Sunday, November 7, 2021
St. John’s Lutheran Church, Schuyler, NE
All Saints Sunday
watch this service online (readings start around 20:51; sermon starts around 27:06)
When I was in seminary in Chicago, I had the opportunity to take classes with other students from several different denominational backgrounds, because there are so many different seminaries in the city. This week, I’ve been remembering a seminarian I got to know in one of my classes who was studying at the Catholic Theological Union. He was preparing to be a parish priest, but once he was ordained he would also be living as a monk with the brothers at the monastery who had helped him go to seminary. Even before seminary, he had gotten to know these brothers and the monastery well – and he shared stories with us in class about what it’s like to live there, and what the monastery itself is like. It sounded like a beautiful, if challenging, way to live.
But the one thing that stuck with me most from his stories was his description of the main sanctuary at the monastery. Their chancel had a raised platform with the table on it, much like ours here. But they also had a long communion rail; it was made of polished wood and it ran all the way around the chancel in a big semi-circle. All the brothers could fit around it together as they gathered to receive communion. But that circle didn’t stop at the wall. Outside the sanctuary, on the other side of the wall, the railing continued on around in stone, forming one big ring around the table. On the stone side of the circle was the monastery’s cemetery. Every single time they gathered for communion, that one big circle reminded the monastery’s living brothers that they were still connected to the brothers who had gone before them. They were reminded that God’s love and mercy and provision aren’t only for the living – that we belong to God forever, in our life and in our death.

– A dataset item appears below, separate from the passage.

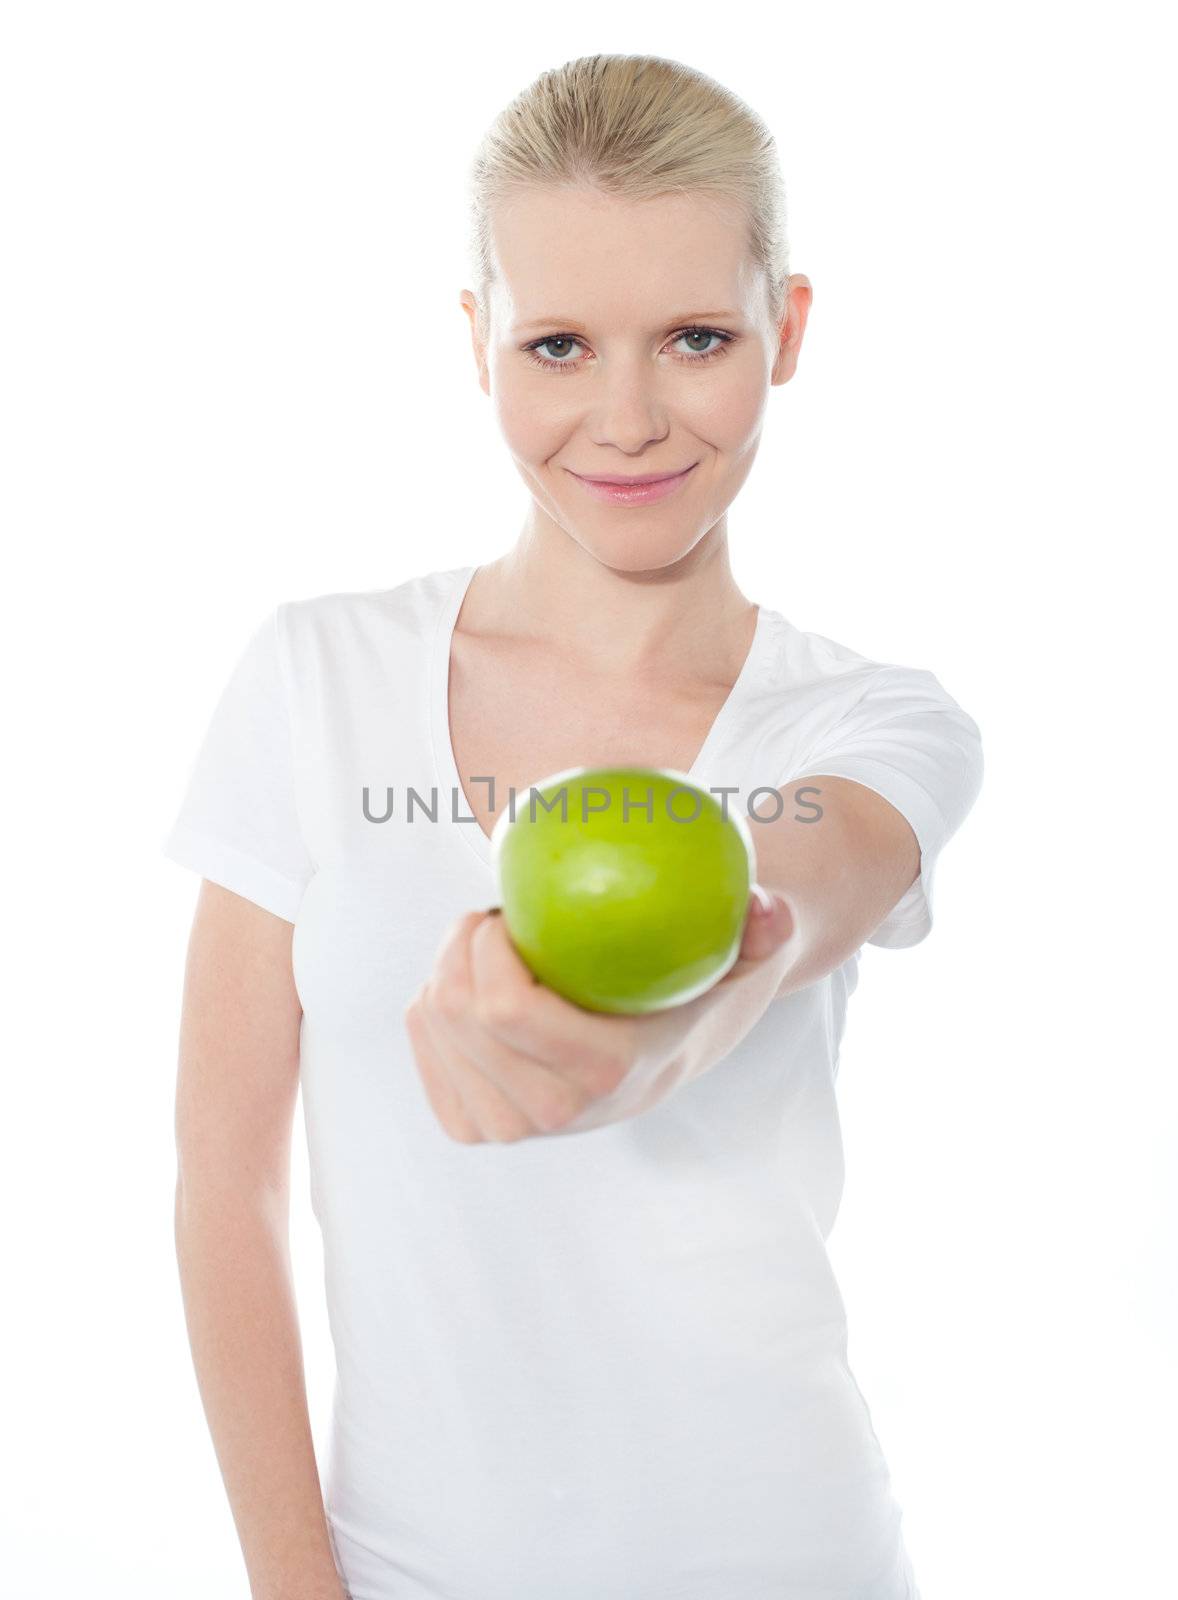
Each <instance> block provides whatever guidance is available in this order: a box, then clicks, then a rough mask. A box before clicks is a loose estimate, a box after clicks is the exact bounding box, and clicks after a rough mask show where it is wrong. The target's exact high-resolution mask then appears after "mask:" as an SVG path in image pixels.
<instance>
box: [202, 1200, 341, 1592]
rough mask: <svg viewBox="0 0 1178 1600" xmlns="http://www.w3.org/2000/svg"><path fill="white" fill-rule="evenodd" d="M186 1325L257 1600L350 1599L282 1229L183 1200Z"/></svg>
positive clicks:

I’ve mentioned this monastery communion rail before in my sermons – it’s such a powerful image. But it’s been on my mind again this week – because today, we actually have something kind of similar set up here in our sanctuary. This table where we have photos and memories of our loved ones who have died, today will also be the table where we take communion together. Like the monastery communion rail, continuing around into the cemetery, today this table is a reminder that we are still connected to those who have gone before us. Together with them, we are all still part of the one communion of saints.